Idiots gonna be idiots. And just a reminder that being an idiot knows not real party affiliation. "Progress Kentucky, the bumbling liberal super PAC that did more harm than good for Democrats during its eight-month existence, is no more."

Yea, the anti-Obama people aren't racist. (Grokked from the Slactivist)

The Onion often takes people along for a ride, here's 35 times.

"After the Civil Rights Act of 1964, a new benchmark was set for business behavior. Once you hung out your shingle, you could not discriminate on the basis of race, religion, national origin, or sex, regardless of your religious justification or personal belief. Ironically, the re-emergence of attempts to claim constitutional protection for discriminators over those discriminated against is a measure of the success of the expanded vision of the women’s rights and gay rights movements." But now we're trying to roll those back. One of the first places we saw it was in the pharmacy. State lawmakers would pass laws that would allow pharmacists (and now pharmacy workers) to not have to provide "Plan B" (and now any form of birth control) which would go against their consciousness. Then they expanded it to hospitals, doctors, and nurses to not have to perform abortions. Really? I was approached to do a calendar for the local Right-to-Life group. While I could charge them double, technically I couldn't refuse the work (and unfortunately I worked for someone who supported their cause - fortunately they never had the money and my boss didn't want to do it for free). And if we start allowing these "exemptions" from "commercial businesses", there is no end to discrimination in sight. And, seriously, refusing a booking because the people make you all squicky? Sigh, you want to go down that road? Okay. Many Christian religions are anti-masterbation. Start asking all your customers if they've ever pleasured themselves and then refuse them service if they have. How about if someone enters your establishment wearing poly-blend clothes? No, really, this is a bullshit response unless you want to start enforcing Kosher Laws. (Grokked from the Slactivist)

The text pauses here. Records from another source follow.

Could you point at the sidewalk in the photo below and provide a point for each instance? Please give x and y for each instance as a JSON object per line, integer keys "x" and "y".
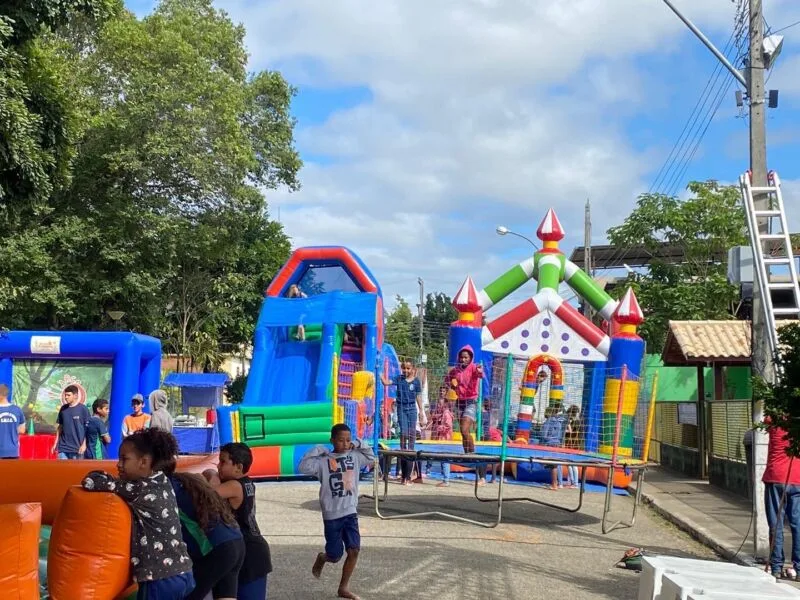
{"x": 715, "y": 517}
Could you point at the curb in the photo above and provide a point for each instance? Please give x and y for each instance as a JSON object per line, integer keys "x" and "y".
{"x": 698, "y": 532}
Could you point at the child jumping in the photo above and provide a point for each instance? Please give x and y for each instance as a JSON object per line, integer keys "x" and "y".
{"x": 338, "y": 472}
{"x": 233, "y": 484}
{"x": 160, "y": 561}
{"x": 409, "y": 408}
{"x": 464, "y": 378}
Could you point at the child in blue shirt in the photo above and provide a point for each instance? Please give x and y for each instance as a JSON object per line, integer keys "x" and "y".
{"x": 12, "y": 424}
{"x": 338, "y": 472}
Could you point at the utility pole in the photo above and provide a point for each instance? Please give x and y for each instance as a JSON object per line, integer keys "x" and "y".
{"x": 761, "y": 360}
{"x": 587, "y": 251}
{"x": 421, "y": 307}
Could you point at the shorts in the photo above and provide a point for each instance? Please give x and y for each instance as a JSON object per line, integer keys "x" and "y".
{"x": 253, "y": 590}
{"x": 170, "y": 588}
{"x": 407, "y": 420}
{"x": 341, "y": 534}
{"x": 468, "y": 409}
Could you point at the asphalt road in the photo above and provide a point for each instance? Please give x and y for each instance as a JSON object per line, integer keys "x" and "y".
{"x": 536, "y": 552}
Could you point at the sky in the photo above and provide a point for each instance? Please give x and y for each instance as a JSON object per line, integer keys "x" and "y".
{"x": 425, "y": 125}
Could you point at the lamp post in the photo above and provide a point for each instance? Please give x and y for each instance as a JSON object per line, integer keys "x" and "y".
{"x": 502, "y": 230}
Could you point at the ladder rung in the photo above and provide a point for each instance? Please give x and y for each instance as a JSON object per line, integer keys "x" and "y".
{"x": 781, "y": 286}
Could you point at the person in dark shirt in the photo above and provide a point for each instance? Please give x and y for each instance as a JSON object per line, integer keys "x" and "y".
{"x": 73, "y": 417}
{"x": 232, "y": 483}
{"x": 212, "y": 537}
{"x": 161, "y": 564}
{"x": 12, "y": 424}
{"x": 97, "y": 437}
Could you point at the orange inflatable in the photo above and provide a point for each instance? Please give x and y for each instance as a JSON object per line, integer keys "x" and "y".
{"x": 19, "y": 550}
{"x": 94, "y": 529}
{"x": 47, "y": 481}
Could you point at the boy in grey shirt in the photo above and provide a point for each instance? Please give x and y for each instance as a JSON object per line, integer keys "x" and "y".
{"x": 338, "y": 472}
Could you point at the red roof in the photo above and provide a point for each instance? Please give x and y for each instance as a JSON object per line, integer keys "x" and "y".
{"x": 550, "y": 229}
{"x": 628, "y": 311}
{"x": 466, "y": 299}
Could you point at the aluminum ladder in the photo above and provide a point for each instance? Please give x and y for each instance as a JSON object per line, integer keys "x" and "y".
{"x": 780, "y": 244}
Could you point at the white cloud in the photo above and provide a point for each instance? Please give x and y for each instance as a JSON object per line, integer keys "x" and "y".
{"x": 481, "y": 112}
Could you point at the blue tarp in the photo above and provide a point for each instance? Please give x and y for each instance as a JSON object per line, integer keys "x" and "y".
{"x": 196, "y": 379}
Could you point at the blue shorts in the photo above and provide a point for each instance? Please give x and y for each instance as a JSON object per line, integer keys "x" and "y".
{"x": 171, "y": 588}
{"x": 407, "y": 420}
{"x": 253, "y": 590}
{"x": 340, "y": 535}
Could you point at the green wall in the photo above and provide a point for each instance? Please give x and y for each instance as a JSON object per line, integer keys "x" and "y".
{"x": 679, "y": 384}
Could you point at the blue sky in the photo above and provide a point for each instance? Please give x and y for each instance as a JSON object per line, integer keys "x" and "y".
{"x": 424, "y": 125}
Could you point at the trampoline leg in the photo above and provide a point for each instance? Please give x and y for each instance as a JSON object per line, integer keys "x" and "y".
{"x": 607, "y": 507}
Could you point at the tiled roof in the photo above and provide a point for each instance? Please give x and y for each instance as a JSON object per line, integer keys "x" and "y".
{"x": 692, "y": 342}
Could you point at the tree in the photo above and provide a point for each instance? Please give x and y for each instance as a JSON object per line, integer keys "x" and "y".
{"x": 705, "y": 226}
{"x": 399, "y": 327}
{"x": 164, "y": 216}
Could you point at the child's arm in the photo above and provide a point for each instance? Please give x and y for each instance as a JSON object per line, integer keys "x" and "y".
{"x": 363, "y": 453}
{"x": 311, "y": 463}
{"x": 100, "y": 481}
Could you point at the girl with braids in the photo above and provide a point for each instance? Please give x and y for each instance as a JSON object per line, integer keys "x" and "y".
{"x": 160, "y": 561}
{"x": 212, "y": 536}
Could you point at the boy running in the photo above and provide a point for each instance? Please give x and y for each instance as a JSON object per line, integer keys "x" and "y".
{"x": 338, "y": 472}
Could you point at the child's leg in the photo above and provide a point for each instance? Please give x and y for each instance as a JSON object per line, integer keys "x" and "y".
{"x": 352, "y": 542}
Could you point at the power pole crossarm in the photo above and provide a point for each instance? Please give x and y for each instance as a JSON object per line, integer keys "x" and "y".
{"x": 707, "y": 43}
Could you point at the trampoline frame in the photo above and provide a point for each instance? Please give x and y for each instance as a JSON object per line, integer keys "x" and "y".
{"x": 476, "y": 459}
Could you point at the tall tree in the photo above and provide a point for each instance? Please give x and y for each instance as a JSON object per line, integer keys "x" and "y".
{"x": 164, "y": 217}
{"x": 705, "y": 226}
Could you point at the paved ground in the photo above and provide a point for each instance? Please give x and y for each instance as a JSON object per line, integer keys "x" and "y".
{"x": 536, "y": 552}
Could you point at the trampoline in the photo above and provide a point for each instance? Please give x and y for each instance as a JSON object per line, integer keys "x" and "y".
{"x": 494, "y": 455}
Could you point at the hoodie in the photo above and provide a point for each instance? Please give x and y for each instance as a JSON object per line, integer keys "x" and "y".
{"x": 466, "y": 378}
{"x": 160, "y": 417}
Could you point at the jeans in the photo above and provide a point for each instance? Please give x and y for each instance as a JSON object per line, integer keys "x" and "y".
{"x": 572, "y": 475}
{"x": 773, "y": 493}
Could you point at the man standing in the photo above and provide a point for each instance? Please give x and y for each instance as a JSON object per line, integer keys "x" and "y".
{"x": 73, "y": 418}
{"x": 137, "y": 420}
{"x": 12, "y": 424}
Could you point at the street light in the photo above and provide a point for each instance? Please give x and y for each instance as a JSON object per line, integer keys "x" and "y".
{"x": 502, "y": 230}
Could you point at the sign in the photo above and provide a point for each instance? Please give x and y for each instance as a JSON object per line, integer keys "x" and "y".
{"x": 45, "y": 344}
{"x": 687, "y": 413}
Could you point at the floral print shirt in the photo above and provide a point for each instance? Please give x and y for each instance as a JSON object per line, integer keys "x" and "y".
{"x": 157, "y": 548}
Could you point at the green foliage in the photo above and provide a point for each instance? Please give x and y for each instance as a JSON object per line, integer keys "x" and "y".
{"x": 705, "y": 226}
{"x": 236, "y": 389}
{"x": 782, "y": 399}
{"x": 145, "y": 195}
{"x": 402, "y": 328}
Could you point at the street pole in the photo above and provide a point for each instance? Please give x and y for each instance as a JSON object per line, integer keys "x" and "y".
{"x": 421, "y": 307}
{"x": 587, "y": 251}
{"x": 761, "y": 360}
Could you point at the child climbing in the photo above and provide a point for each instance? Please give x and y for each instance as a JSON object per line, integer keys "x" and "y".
{"x": 464, "y": 379}
{"x": 409, "y": 410}
{"x": 161, "y": 564}
{"x": 295, "y": 292}
{"x": 338, "y": 472}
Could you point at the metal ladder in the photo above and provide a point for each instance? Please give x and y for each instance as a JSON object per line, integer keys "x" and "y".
{"x": 782, "y": 244}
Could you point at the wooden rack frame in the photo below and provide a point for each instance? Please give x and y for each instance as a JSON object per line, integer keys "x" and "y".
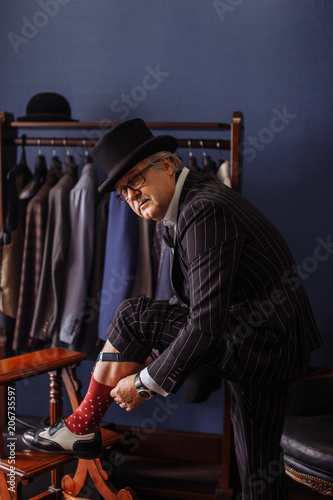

"Mike Huckabee doesn’t want you to think he’s a bigot. He just wants you to know that he sees himself as superior to more than a billion people whom he regards as sub-human. Huckabee thinks it would be unfair for you to twist that into making him out to be a bigot." Fred Clark wants you to understand that it is a moral imperative to shout back at hate speech (since hate speech is usually shouted to begin with). The form that shout back takes can be of your choosing. In this case, I'll fight fire with fire (as it were) and say "Mike Huckabee, bless his little heart."

2 comments:

Eric said...

If I convert, can I have a pterosaur? Pleeeeeease. I promise I will take very good care of him and love him and feed him and take him on walks and share my ice cream with him! It won't be like the last time with the plesiosaur in the bathtub, promise!

Steve Buchheit said...

Eric, you already had one. And I'm sure in two weeks when you get bored with it again, we're going to be the ones feeding it and taking it for glides. Plus, you already have a bicycle.